What makes a great leader great?  Of course, it’s great execution by great employees acting as a unit in the best interests of the enterprise.  No-one can do this alone.  No CEO can do this with “B” players or less.

  • Michael O'Daniel

    Hiring good people is job # 1A, right up there with a clear mission and proper management of your time and money. This is a subject about which I could write a book, or a complete blog post. But since this is Mr Berkus’s blog, it would not be appropriate for me to do that.

    Although my own job title generally began with “Marketing,” in every position or consulting engagement I held from 1985 on, I had at least some input into, if not full responsibility for, recruiting, hiring, and training. Personally I feel this makes eminently good sense.
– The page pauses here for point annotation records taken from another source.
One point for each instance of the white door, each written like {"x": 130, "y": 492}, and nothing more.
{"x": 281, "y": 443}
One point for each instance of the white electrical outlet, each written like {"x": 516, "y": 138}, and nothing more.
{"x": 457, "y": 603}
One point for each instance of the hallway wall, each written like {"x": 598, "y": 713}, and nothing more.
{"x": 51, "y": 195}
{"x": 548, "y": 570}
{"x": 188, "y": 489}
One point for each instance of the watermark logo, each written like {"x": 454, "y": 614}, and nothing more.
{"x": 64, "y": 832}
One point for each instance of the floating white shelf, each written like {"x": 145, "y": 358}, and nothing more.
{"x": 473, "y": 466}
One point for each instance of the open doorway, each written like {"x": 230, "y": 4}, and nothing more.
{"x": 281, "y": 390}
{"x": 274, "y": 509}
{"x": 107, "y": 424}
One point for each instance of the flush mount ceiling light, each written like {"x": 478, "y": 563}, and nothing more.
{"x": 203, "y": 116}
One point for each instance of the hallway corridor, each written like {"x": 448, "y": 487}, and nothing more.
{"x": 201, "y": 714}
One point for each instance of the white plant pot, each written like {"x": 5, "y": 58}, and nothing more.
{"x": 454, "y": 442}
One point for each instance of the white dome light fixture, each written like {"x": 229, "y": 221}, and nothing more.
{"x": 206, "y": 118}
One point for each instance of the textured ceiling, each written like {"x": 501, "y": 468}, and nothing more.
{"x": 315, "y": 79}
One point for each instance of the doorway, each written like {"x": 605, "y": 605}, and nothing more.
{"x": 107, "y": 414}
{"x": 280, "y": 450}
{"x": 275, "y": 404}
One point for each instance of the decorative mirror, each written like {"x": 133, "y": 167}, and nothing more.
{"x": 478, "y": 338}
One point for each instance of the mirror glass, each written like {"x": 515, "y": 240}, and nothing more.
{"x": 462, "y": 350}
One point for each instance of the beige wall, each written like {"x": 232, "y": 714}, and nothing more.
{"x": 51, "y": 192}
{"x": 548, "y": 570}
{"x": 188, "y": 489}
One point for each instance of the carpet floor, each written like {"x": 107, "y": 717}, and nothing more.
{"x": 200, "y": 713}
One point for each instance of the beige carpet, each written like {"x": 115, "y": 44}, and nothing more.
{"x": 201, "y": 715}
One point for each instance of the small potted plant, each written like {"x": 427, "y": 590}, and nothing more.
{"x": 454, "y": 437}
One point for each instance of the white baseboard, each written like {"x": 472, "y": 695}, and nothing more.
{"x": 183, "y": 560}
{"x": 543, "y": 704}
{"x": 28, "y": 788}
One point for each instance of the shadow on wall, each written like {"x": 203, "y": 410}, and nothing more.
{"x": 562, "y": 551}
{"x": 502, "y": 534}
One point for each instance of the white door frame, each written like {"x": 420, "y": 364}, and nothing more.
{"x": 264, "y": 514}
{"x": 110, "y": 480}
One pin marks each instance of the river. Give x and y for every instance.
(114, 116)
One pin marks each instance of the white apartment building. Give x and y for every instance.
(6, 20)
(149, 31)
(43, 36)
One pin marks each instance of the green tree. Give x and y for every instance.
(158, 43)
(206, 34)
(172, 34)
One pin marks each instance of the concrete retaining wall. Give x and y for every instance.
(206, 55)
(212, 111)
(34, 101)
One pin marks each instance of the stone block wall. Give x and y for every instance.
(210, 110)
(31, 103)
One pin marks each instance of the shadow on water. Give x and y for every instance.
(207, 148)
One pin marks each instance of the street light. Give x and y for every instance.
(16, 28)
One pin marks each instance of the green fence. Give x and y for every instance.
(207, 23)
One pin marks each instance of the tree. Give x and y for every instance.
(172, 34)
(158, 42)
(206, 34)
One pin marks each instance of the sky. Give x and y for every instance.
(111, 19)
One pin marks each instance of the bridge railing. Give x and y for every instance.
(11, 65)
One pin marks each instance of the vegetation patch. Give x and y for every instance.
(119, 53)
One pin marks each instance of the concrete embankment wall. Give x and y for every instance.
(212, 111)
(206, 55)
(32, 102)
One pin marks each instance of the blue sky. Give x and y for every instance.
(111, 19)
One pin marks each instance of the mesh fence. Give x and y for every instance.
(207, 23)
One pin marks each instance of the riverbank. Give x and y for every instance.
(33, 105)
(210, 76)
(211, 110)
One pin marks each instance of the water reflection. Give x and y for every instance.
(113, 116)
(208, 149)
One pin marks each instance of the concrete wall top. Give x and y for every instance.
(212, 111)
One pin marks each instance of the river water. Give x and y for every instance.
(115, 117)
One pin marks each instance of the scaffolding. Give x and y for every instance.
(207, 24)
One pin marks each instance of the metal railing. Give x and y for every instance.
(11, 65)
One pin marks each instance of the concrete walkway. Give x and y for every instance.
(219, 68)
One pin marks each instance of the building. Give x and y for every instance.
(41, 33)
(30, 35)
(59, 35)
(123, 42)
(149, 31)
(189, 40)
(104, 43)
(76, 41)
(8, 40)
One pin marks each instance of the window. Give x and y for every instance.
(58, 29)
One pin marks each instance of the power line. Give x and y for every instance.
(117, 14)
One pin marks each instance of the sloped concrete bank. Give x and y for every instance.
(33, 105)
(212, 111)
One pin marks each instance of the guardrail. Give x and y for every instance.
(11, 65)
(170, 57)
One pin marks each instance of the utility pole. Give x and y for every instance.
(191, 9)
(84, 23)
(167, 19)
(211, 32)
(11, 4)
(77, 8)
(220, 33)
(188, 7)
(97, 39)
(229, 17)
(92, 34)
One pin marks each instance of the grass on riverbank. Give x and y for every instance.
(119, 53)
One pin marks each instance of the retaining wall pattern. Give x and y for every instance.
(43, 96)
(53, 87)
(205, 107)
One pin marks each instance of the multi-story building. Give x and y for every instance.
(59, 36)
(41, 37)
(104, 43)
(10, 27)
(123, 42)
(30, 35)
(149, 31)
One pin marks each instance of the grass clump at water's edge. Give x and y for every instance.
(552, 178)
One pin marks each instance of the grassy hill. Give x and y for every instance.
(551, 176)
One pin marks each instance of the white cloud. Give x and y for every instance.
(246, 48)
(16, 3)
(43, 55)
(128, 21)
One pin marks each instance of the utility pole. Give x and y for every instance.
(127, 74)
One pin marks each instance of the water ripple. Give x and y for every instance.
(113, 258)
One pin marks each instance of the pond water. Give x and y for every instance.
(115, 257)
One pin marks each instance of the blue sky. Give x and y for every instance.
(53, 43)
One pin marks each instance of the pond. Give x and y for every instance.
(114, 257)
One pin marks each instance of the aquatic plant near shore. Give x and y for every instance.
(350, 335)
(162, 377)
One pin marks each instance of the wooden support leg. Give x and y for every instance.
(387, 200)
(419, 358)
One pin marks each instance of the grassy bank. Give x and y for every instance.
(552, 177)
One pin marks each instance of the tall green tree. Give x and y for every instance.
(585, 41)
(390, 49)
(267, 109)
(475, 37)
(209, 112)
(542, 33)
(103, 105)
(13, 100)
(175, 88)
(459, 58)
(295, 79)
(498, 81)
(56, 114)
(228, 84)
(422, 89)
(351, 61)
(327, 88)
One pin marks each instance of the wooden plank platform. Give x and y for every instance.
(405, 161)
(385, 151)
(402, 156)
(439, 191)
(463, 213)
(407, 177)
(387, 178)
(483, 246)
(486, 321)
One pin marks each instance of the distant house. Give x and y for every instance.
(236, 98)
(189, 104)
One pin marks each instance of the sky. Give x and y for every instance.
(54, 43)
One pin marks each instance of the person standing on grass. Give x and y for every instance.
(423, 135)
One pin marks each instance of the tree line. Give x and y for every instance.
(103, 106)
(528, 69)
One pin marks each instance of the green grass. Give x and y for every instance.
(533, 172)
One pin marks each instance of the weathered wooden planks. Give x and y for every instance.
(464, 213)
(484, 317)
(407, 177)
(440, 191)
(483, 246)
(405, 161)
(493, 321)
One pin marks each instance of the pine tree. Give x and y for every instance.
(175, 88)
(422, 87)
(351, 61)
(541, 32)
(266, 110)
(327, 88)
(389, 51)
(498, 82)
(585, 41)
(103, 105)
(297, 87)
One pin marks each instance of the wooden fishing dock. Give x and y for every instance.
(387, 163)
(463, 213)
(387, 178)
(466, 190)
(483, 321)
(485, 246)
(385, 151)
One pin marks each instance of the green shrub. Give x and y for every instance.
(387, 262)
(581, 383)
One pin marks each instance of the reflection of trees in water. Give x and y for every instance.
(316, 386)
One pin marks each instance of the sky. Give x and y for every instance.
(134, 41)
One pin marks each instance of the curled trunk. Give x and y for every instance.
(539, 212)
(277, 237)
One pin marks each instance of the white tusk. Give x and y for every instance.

If you consider yourself a market-driven company, then your entire workforce — not just the C-level guys — has to buy into the vision / brand and cooperate in driving the marketing, fulfillment, and customer service that are your differentiators when it comes to winning or losing.

    One particular thought I would leave with you is to take special care in hiring your customer-facing people. Not just the CSRs themselves, but the receptionists, the sales support people, the tech support people, the A/P and A/R people (why? because one bad experience with your finance department can kill all the goodwill all the other people in your organization have generated).